Over the coming weeks, many of us will continue to have limited access to the outside world. Or, perhaps it’s more apt to say that many of us will have limited physical access to the outside world during this period of lockdown right across Europe.
If you have followed the news stories over the last few weeks, you will have seen the various digital parties facilitated by video conferencing apps like Zoom and House Party.
For the elderly, however, the period of quarantine can be particularly difficult. The home visits, even if they were sporadic to begin with, might have stopped altogether. Routines will have changed significantly: The daily trip to the store for groceries; a glass of wine in a local bar; a meal out with the family each Sunday.
We should, at this time, encourage seniors to go digital. Of course, that might sound a little bit patronising, and we should be aware that many older people are entirely proficient at using technology. For example, 2020 statistics in the US show that 62% of over 65s are on Facebook, 72% of 50-64-year-olds.
Tech can facilitate better check-ins
But we know that many older people will eschew technology for traditional forms of communication. And, we are in a time when it’s critical to get some face to face contact, even if that contact might be virtual.
That eyeball contact is crucial; not only to combat the simple curse of loneliness, but also to check on their well-being. You don’t always ‘hear’ symptoms on a telephone call.

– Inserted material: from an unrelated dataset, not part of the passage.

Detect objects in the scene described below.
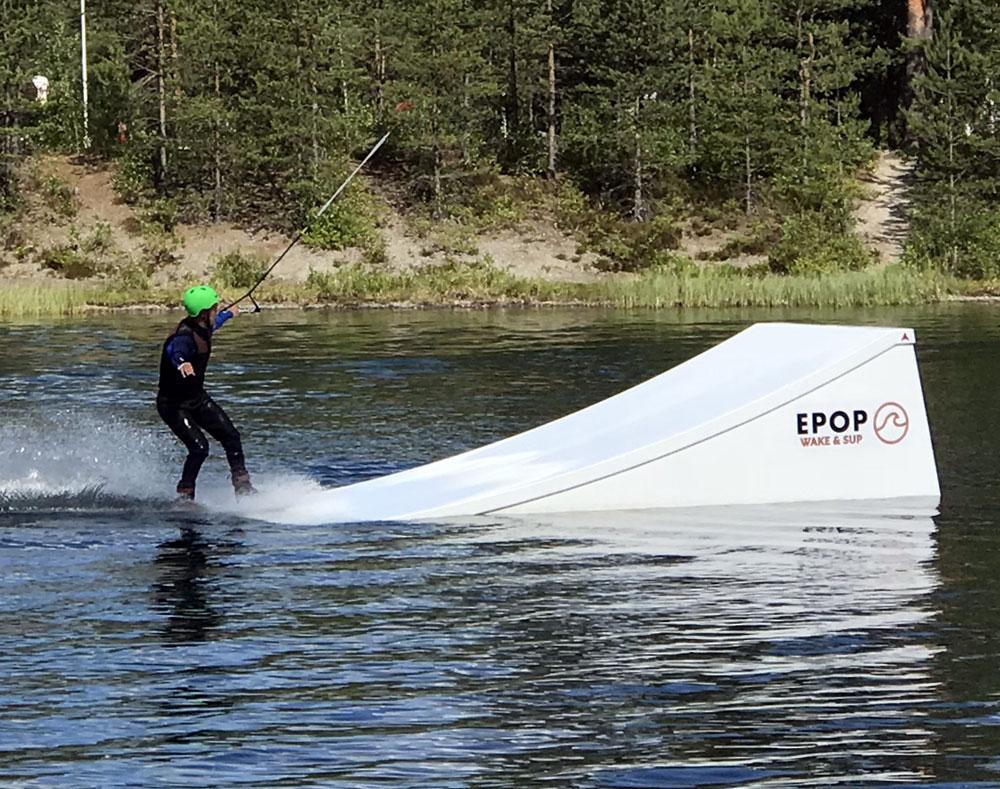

One of the first things we can do is ask people to set up something simple, such as a WhatsApp or Skype account. Both facilitate video, phone and text messaging, so there is no need to have one account for one thing and other accounts for something else.
There is perhaps a broader angle from which to view things, though; namely, to encourage seniors to approach the digital world with a view to life beyond coronavirus lockdowns. Online dating is one such avenue to explore.
Seniors even have multiple sites to choose from, like Ourtime and Zoosk Seniors, which will cater to all different ‘types’ of older people. Encouraging our older friends and family to explore these ‘outside’ connections in a time of insular activity is important.
Get access to the outside world
It’s also worth remembering that the digital world has already begun to provide alternatives to activities of the physical world long before these lockdowns.
For instance, many of Europe’s best museums now have virtual tours available, and you can sign up for little or no cost.
Seeing Goya’s masterworks at Museo Del Prado up close is a breath-taking experience, but seeing them in a stunning virtual tour is a fair compromise. You should note that many of these virtual tours are posted on YouTube if you don’t want to go the official route.
Getting seniors to be proactive around ‘creating’ content is also a neat idea, although not everyone will take to it.
Making quarantine video diaries, or taking part in the various self-isolation challenges on TikTok, are good ways to connect with friends and family. Indeed, some of the best and funniest content on TikTok recently has been put up by seniors.
We mentioned earlier that it might sound patronising to keep referring to seniors and technology as coming from two different planets.
That’s not true, nor is it our intention. These are trying times for everyone – old and young – so it is up to all of us to think about how we get can get through this. A couple of suggestions to our friends and family might reap dividends long after the virus has disappeared.